Human faces fill empty spaces




By A. E. P. (Ed) Wall

I drove all of the navigable sidewalks on my electric scooter, but the neighborhood just looked empty. When you live alone there are times when you’d like to fill up those empty spaces with human faces. While I was bumping along, watching out for cracks and crevices in the pavement, I thought about a friend I haven’t seen in 70 years. We used to ride our bikes on sidewalks like that.

My wife’s diabetes took her into medical catastrophes as painfully pointless as waterboarding. At the same time I began stumbling and fumbling, courtesy of a neurological short circuit. We sold our house, said goodbye to a quarter century of friends, and moved a thousand miles or so to be close to family.
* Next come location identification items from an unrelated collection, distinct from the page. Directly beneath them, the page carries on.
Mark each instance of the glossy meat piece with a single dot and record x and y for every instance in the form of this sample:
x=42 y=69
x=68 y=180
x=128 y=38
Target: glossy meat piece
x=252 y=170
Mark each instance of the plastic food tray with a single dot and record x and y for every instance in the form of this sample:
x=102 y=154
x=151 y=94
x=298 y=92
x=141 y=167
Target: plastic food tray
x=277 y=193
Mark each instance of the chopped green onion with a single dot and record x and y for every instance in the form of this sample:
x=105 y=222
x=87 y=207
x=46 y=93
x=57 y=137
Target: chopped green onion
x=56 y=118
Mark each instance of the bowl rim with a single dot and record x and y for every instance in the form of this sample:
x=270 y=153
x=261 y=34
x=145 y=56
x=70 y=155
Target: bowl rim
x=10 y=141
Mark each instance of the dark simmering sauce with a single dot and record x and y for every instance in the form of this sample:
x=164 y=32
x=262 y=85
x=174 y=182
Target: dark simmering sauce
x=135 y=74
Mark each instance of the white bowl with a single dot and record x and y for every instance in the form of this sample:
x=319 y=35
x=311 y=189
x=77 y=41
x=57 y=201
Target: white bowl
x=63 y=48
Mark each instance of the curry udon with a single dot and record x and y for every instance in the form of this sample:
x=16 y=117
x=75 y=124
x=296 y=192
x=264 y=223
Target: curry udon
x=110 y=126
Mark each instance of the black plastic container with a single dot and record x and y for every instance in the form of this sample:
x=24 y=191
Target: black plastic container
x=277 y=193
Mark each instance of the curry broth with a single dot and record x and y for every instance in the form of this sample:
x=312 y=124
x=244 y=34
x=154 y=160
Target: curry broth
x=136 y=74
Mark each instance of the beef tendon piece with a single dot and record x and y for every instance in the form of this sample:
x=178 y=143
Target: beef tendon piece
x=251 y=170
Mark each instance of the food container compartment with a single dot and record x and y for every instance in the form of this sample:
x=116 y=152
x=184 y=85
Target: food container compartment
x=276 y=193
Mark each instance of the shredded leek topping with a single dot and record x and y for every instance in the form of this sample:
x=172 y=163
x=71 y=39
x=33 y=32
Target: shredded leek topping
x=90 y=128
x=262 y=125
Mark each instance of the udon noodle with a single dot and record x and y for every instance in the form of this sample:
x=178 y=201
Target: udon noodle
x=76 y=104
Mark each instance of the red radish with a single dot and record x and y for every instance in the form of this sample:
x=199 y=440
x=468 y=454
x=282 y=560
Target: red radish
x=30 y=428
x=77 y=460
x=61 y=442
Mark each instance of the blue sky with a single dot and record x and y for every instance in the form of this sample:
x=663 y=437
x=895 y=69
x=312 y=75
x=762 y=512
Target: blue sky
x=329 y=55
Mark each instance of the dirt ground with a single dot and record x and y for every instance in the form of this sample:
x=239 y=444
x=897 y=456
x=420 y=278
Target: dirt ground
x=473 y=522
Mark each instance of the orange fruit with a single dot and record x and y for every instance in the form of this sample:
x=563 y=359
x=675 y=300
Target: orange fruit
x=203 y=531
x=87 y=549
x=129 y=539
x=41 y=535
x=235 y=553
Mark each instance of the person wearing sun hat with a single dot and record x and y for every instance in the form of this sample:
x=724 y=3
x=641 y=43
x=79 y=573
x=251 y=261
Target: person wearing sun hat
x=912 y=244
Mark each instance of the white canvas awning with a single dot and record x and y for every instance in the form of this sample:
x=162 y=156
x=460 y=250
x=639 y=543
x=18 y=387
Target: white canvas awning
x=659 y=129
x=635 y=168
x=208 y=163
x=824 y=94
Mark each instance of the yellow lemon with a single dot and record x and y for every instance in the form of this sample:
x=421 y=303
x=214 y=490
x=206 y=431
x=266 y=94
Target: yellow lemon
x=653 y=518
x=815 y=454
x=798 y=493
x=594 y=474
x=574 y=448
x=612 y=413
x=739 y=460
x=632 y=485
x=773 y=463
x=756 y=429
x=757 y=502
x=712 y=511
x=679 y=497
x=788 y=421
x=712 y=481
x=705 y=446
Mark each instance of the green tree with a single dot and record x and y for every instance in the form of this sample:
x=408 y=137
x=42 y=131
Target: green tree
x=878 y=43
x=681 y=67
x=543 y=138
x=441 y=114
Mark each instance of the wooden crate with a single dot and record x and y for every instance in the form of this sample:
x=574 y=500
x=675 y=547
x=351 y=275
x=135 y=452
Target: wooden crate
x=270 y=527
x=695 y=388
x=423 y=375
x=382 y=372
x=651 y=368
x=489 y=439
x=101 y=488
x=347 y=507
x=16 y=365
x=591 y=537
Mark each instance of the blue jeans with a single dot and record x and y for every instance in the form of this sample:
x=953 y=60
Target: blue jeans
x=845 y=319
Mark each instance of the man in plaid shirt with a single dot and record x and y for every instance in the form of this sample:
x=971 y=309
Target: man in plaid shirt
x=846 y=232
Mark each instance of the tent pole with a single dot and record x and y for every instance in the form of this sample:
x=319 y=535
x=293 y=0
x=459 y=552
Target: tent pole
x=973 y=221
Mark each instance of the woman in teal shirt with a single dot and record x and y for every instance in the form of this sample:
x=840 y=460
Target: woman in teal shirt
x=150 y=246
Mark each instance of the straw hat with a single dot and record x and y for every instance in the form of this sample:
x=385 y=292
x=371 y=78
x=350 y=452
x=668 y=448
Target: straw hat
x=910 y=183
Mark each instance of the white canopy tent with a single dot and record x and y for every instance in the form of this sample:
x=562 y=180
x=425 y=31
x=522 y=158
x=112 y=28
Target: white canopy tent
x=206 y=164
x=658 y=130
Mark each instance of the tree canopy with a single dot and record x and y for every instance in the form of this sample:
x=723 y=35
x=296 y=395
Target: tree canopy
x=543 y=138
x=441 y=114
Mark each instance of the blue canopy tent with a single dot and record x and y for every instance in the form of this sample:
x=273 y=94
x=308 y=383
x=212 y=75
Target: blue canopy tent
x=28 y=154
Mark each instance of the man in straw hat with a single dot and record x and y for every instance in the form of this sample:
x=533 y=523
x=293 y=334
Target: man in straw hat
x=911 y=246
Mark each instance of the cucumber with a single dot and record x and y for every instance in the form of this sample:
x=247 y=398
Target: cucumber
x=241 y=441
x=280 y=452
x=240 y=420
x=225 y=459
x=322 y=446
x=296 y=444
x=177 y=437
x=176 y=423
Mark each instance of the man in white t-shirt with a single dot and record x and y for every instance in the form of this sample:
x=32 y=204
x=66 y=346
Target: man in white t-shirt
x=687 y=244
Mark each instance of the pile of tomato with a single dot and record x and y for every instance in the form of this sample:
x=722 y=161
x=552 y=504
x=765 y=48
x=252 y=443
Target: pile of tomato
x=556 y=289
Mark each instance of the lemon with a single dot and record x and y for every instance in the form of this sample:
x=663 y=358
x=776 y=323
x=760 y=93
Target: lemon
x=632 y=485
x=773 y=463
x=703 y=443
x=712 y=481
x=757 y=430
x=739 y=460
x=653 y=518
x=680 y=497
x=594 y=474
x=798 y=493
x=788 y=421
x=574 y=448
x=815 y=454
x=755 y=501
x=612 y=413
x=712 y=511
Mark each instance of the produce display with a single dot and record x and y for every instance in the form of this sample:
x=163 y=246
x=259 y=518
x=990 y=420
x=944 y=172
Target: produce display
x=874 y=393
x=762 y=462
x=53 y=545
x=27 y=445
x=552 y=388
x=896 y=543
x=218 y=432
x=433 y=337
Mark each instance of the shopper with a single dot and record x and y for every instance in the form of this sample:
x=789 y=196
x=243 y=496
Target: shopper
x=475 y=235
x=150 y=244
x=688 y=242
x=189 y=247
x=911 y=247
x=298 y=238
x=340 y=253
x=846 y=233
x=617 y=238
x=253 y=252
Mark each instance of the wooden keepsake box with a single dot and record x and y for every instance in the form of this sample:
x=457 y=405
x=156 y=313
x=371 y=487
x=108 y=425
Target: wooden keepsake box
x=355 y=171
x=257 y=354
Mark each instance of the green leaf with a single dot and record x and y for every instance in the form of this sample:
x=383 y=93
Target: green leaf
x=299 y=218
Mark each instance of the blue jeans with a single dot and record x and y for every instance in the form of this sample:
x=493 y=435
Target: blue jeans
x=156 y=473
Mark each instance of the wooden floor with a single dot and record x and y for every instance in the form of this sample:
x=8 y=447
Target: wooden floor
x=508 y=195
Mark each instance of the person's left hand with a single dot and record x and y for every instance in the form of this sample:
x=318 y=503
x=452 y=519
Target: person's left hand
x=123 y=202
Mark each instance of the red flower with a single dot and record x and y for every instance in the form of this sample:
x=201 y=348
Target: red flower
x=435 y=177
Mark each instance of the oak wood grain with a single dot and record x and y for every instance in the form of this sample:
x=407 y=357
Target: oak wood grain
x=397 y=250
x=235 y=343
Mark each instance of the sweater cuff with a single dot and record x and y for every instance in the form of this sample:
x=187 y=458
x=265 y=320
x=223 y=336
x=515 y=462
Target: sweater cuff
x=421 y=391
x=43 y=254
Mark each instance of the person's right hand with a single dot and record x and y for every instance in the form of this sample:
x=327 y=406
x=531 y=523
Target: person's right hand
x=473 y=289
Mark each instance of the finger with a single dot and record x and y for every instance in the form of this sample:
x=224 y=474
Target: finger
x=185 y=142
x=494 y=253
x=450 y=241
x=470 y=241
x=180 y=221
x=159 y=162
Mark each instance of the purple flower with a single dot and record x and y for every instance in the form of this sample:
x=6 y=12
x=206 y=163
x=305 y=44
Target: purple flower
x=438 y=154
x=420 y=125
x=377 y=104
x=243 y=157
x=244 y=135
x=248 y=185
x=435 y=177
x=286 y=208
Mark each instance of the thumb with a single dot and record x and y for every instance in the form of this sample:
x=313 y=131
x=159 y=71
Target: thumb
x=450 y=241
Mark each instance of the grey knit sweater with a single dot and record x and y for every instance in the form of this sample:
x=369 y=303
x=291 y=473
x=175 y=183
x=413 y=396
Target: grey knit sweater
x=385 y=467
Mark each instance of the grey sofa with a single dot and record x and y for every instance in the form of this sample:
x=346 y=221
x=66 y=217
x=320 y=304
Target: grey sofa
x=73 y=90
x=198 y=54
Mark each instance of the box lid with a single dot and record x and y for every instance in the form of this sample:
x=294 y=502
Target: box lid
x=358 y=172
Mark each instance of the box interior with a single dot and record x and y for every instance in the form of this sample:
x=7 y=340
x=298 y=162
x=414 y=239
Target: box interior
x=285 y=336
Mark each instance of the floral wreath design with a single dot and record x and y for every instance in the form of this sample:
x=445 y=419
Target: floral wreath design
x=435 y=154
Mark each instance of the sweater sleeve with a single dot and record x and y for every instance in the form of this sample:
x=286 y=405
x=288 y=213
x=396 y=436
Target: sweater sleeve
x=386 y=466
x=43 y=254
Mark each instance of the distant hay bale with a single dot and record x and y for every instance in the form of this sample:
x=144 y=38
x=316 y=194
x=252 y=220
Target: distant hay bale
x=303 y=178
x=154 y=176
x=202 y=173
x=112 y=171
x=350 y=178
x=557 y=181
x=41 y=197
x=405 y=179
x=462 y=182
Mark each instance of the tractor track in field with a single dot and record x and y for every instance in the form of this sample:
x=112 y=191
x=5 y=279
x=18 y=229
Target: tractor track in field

Sally’s diabetes became even more aggressive, she moved to a nursing home, and didn’t live long after that.

Anybody who makes that kind of switch at a certain age, and with a disease that will soon stop him from driving, is lucky to have family and good neighbors nearby. But long-time friends and co-workers are not there. There are no jobs. If the move is into residential suburbia, and long winters, hobbies are savored. God bless computers!

So as I steered my scooter along bike paths and sidewalks my thoughts went from Billy Anderson, my 1930s bicycle pal, to others who put some real happiness and friendship into my life. I became so caught up in it that after I went home I started writing down the names, and picturing the people in my mind.

Some were childhood pals, some were girls I dated 65 or 70 years ago, some were co-workers and a couple of them were wives (but not simultaneously).

This was fun. I tried tracking some of them down via the Internet. I’m ruling out the grouches and remembering a lot of upbeat, smiling people.

This is dandy medicine. It isn’t covered by Medicare, but then, it doesn’t cost anything. It perks up the blood and lightens the feet. It will be a permanent part of my rebuttal when a self-centered mood starts to take shape, the mood that says even the silent monks see other monks, that a cat is good but not always good enough.

There’s no patent on this idea. Just think Rewind, and look for the cheerful voices and grinning faces out of the life you’re living. Call it daydreaming, call it mentalism, call it whatever describes it for you. I call it God’s gift—bigger even than the computer.